Can I conduct a weighted regression if I have one observation per year? I am conducting a word analysis project where I find the relative frequency of a certain word over time in a corpus of film reviews. The corpus changes in size over time so someone suggested to me that I conduct a weighted regression to take this into account, as the variance of the occurrence of the word will be higher in years when the corpus is smaller.
Now, I had thought that a weighted regression was merely a normal regression but with weights attached to each observation (so relative frequency of word y in year x is weighted by the size of the corpus in that specific year).
I looked it up online, and a weighted regression turns out to be a different beast entirely. I need a standard deviation for Y for each year. Yet, in this project I only have one observation for each year: total occurrence of a word divided by number of words in that year. What is there that can vary within a year? Am I misunderstanding how a weighted regression works? Is a weighted regression in truth not suitable for my project?

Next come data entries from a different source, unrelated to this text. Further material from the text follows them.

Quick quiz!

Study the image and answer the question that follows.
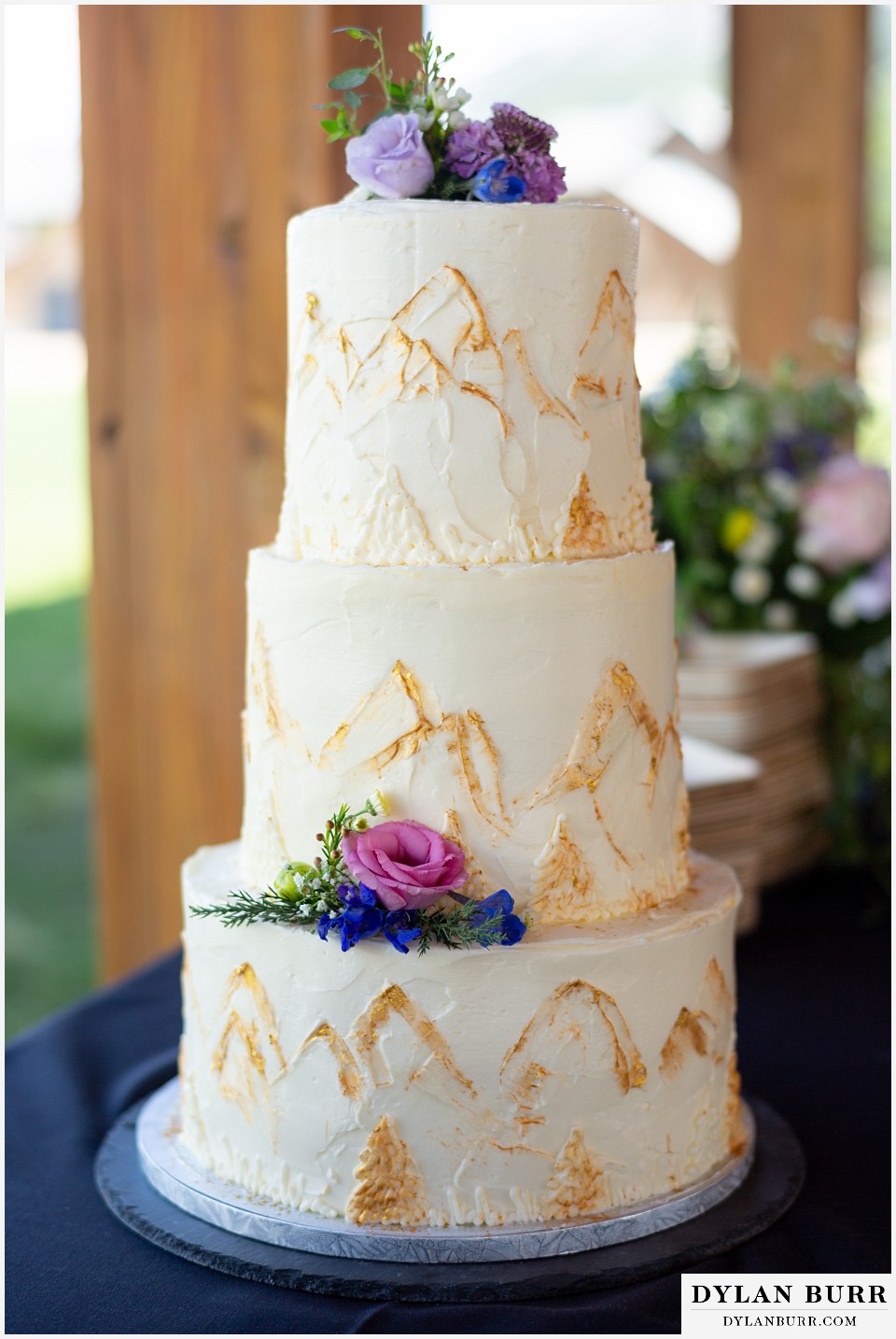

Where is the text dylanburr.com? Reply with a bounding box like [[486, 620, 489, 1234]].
[[681, 1274, 893, 1339]]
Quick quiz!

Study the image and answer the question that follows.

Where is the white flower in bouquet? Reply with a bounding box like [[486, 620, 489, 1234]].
[[783, 562, 821, 599], [731, 564, 772, 604], [764, 599, 797, 632]]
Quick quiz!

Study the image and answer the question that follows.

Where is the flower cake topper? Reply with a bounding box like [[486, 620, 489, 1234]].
[[190, 796, 526, 953], [320, 28, 567, 204]]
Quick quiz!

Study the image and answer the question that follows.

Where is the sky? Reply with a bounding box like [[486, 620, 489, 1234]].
[[4, 4, 80, 228]]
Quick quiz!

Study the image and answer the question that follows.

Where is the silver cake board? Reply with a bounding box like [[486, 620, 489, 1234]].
[[95, 1079, 804, 1302]]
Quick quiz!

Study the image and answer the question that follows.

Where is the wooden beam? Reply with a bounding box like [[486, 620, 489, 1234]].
[[731, 4, 866, 371], [80, 6, 422, 976]]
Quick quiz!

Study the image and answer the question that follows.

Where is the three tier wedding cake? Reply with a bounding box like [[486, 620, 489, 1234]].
[[173, 41, 745, 1227]]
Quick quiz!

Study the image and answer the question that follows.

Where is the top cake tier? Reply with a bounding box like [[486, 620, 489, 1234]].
[[276, 200, 653, 565]]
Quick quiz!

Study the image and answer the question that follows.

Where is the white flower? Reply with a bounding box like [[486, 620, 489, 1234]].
[[763, 470, 800, 512], [736, 517, 781, 562], [783, 562, 821, 599], [828, 586, 859, 628], [764, 599, 797, 632], [731, 564, 772, 604]]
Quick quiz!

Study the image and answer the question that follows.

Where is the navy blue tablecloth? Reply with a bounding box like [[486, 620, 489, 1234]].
[[7, 874, 889, 1335]]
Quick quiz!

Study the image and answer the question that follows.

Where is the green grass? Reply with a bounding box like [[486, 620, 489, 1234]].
[[6, 598, 95, 1036]]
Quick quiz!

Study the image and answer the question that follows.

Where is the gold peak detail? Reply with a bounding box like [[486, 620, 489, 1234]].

Hope this is clear. This is really driving me nuts
 A: If I am not missing anything, you are doing a linear model for some variable $Y$ and one of your predictor variables is the frequency of a certain word in the corpus of a film review. Note the following, in a linear model $Y=\beta_0 + \beta_1 X_1 + \ldots + \beta_p X_p + \epsilon,$ the choice of a good estimator for the parameters depend on the shape of the variance-covariance matrix $V(\epsilon \vert X).$ Usually, the assumption of Homoscedasticity can be done and $V(\epsilon \vert X)=\sigma ^2 I_n.$ In other cases, this hypothesis is false  and $V(\epsilon \vert X) \neq \sigma ^2 I_n.$ In that cases is when you use weighted regression for taking into account this fact in order to get a good (unbiased and optimal) estimator. Therefore, performing a weighted regression or not depends on if you can assume Homoscedasticity in your model or not. It does not depend on the form of your variables. There are a lot of choices to test Homoscedasticity (see for instance Breusch-Pagan test https://en.wikipedia.org/wiki/Breusch%E2%80%93Pagan_test).
So summarizing, take your initial regression and test Homocedasticity in order to know if you should perform a weighted regression. Try also with the absolute frequency (which takes into account the size of the corpus) and maybe you have Homoscedasticity and you can use a standard linear regression.
Finally, one fantastic fact, if you get wrong and use a standard regression (LSE estimator) in the case of heteroskedasticity, this estimation is not the best (because the best is using weighted regression) but it is not that bad (this estimator is consistent, that is, converges in probability to the true parameters).